Marianne Roed Abrahamsen, MA European Studies and Arctic Studies specialization, 8th Semester, Aalborg University
The Arctic Frontiers conference invites scientists, businesses and policy makers from the Arctic region to meet and share knowledge, different perspectives and opinions. It is an annual event seeking to promote “cooperation and peaceful communication” in the Arctic in times when the countries of the world are turning their eyes to the Arctic region. I had the honor of participating in the Arctic Frontiers Student Forum that took place alongside the Arctic Frontiers conference from 19th to 24th of January.
This year’s theme of the conference was “Connecting the Arctic”. As students we connected through our common interest in the Arctic as our research field, although coming from different cultural and academic backgrounds. We were 31 students from 18 different countries. The biggest challenge was our group work, which consisted of working on presentations which we had to present to a panel. It was challenging to find a common ground with such different cultural backgrounds. Our group included students from Svalbard, Austria, Japan, China, Russia and Denmark, and we were eight people from different scientific fields. However, all of the groups ended up presenting very interesting ideas of how to involve marginalized groups in the cooperation between Arctic universities and their local communities. Our group came up with the idea of 1-2 days internships for local people in the Arctic region. Our idea was to create an agency organized by the university to bridge the gap between marginalized groups and the labor market. The panel consisting of Norwegian, Russian and American stakeholders in the Arctic business and educational network found our idea really interesting. All in all, it was a very developing and motivating experience.
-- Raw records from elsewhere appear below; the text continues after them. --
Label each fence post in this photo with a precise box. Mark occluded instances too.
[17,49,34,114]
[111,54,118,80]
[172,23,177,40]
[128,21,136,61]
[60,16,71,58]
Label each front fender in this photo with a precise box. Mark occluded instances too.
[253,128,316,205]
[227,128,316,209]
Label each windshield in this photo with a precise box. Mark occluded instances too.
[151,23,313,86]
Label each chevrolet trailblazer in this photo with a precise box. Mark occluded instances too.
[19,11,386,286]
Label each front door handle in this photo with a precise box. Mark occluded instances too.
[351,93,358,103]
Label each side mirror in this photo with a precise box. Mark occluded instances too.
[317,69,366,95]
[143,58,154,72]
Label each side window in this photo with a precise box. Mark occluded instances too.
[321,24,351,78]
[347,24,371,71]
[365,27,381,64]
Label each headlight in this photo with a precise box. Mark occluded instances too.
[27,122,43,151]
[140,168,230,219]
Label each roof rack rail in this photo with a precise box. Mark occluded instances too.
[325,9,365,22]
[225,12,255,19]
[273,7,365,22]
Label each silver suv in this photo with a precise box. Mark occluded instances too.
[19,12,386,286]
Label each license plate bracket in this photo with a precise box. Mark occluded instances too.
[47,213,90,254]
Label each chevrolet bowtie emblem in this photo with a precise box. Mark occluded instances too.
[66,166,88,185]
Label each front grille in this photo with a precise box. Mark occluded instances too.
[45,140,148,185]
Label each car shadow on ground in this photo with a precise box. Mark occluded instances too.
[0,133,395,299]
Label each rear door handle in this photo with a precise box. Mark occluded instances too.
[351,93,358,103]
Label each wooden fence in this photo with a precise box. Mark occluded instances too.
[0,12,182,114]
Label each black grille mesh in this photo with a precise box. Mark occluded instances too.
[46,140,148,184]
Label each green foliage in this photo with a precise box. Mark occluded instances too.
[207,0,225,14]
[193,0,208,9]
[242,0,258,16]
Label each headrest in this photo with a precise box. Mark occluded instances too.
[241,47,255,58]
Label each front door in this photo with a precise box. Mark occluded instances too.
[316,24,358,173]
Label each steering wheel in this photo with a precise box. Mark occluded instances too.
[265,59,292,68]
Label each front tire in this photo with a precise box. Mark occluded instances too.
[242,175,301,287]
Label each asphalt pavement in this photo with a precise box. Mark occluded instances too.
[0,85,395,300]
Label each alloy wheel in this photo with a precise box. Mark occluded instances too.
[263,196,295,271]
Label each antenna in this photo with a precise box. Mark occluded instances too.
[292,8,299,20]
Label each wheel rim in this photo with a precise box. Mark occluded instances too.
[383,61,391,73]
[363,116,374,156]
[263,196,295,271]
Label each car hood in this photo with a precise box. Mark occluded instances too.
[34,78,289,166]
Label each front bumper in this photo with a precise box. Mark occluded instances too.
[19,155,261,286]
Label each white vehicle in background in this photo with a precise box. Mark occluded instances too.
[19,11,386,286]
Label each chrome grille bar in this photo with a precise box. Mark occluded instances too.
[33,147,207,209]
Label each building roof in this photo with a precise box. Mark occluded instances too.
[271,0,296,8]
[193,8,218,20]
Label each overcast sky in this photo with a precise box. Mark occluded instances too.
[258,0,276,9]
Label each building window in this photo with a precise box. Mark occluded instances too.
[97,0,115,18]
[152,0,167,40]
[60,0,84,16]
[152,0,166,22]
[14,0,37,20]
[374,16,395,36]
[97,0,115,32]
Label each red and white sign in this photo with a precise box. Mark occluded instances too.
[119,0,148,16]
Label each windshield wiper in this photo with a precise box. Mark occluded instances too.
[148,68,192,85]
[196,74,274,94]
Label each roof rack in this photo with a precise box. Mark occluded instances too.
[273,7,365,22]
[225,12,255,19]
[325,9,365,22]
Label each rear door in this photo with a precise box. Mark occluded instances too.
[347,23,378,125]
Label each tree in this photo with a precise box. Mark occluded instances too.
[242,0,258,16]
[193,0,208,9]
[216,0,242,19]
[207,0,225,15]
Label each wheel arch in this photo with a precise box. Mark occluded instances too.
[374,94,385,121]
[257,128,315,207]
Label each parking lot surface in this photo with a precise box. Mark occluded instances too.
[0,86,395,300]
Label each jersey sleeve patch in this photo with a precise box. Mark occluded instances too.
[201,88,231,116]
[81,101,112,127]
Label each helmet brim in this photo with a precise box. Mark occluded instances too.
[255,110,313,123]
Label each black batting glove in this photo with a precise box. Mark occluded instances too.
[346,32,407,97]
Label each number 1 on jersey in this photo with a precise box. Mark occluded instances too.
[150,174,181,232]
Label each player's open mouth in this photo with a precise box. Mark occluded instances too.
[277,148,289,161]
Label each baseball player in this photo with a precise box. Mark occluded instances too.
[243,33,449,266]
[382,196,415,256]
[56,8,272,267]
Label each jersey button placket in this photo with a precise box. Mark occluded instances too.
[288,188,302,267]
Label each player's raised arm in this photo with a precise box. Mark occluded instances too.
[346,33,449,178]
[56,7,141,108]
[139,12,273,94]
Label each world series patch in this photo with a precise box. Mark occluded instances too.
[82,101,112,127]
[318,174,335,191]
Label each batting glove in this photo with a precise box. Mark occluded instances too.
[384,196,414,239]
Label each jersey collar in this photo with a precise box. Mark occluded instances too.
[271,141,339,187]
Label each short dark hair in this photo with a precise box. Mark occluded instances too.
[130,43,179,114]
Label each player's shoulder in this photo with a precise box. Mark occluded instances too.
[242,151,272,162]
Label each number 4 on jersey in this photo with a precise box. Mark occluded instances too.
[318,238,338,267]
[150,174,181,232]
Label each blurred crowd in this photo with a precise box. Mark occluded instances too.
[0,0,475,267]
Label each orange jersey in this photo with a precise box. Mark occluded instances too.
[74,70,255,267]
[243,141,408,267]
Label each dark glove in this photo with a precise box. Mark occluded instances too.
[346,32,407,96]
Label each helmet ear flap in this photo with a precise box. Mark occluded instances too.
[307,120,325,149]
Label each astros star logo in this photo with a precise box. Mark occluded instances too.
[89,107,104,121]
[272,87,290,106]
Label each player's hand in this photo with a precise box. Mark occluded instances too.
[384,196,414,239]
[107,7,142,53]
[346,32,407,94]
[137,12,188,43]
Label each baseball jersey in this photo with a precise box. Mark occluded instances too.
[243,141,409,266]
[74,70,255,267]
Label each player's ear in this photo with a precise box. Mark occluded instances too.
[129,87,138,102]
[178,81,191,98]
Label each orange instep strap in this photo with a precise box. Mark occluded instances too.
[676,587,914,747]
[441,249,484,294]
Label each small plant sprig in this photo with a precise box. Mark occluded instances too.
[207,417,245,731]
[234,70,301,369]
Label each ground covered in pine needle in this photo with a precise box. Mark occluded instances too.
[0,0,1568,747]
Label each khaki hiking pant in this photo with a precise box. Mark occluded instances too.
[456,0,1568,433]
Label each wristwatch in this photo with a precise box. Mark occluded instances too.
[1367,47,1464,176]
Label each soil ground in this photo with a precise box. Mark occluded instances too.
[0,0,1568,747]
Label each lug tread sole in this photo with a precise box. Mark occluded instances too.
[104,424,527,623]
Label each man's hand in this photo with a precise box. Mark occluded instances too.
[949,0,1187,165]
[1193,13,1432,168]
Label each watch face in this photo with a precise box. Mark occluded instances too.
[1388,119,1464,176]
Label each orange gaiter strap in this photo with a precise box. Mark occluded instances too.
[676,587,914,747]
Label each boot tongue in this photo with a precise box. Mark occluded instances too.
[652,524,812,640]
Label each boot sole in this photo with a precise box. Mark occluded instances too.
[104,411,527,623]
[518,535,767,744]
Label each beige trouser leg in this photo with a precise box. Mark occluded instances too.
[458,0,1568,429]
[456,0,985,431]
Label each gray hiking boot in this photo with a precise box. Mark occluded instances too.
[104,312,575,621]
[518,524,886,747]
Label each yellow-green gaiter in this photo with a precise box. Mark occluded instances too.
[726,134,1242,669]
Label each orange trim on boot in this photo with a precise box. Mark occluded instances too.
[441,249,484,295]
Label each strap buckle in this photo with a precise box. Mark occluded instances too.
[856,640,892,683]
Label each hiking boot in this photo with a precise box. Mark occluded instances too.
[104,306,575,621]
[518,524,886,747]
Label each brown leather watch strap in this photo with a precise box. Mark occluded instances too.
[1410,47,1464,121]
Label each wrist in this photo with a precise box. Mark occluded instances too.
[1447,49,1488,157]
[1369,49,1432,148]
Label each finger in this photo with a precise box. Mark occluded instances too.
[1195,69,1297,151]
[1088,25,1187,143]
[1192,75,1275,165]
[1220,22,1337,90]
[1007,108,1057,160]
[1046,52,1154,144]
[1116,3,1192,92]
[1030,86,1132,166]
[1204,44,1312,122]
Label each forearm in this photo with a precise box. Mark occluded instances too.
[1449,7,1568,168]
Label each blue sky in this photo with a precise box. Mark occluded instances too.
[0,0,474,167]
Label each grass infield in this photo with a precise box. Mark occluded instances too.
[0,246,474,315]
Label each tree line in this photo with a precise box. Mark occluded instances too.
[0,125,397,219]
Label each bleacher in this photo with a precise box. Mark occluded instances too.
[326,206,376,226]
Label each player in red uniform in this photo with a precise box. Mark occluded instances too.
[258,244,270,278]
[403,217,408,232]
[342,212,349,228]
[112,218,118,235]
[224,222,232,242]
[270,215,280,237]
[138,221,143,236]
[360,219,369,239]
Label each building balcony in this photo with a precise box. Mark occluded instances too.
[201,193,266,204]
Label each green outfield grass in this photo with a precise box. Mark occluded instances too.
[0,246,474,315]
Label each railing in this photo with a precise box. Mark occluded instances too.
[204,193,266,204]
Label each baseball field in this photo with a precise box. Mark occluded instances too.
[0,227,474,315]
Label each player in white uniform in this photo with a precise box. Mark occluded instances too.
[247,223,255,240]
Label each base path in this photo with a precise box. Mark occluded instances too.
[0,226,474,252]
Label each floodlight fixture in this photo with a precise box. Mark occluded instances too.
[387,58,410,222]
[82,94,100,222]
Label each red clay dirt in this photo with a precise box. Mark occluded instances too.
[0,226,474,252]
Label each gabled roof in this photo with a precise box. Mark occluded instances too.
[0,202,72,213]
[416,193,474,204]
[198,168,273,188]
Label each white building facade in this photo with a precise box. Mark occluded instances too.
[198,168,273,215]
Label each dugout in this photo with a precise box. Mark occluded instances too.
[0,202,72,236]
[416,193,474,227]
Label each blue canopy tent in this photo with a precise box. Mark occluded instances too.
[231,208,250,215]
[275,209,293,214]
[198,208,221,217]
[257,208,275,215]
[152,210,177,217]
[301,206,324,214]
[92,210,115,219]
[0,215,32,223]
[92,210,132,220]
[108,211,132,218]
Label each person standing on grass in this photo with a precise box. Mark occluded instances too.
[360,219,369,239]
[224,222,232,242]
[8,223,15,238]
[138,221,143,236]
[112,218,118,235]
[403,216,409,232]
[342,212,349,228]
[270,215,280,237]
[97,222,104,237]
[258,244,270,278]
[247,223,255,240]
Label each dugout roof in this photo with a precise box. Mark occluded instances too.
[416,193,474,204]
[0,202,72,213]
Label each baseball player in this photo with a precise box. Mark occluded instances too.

Our 6 days program in Tromsø also involved social gatherings, trips to go out looking for the northern lights (which we saw!), local visits to both companies and cultural institutions, Furthermore, the conference itself, which we attended for three days, was also interesting. It was interesting to listen and observe panel discussions with policymakers from the Arctic, and the different science sessions were also really interesting. Especially the sessions involving indigenous knowledge in research were relevant to me.
Outside the conference program, one of the great experiences we had was getting to know more about the Sami culture. We visited the cultural center “Ardna” connected to The Arctic University of Norway (UiT), where we learned about the history of the Sami people, and their lifestyle and political situation. Also, at Tromsø Museum we saw exhibitions of both traditional Sami culture and the now-a-days Sami living a modern life entrenched in the Norwegian society and the rest of Sápmi. It was inspiring to hear about, coming from Greenland, where the 1960’s reviving of the traditional culture has played a big part in identity formation of today. Especially now, as Greenland is moving towards independence. This theme we got a chance to talk to Greenlandic politicians about, as we had a lunch meeting with four members of the Greenlandic parliament, Inatsisartut. The students asked the politicians questions about Greenland’s future in relation to oil and gas exploitation, development of the economy and society, and the wish for further independence from the realm of Denmark.
It is an enriching experience to visit other Arctic cultures and see similarities and differences between them. I hope for future students that they get the chance to participate in the Arctic Frontiers Student Forum!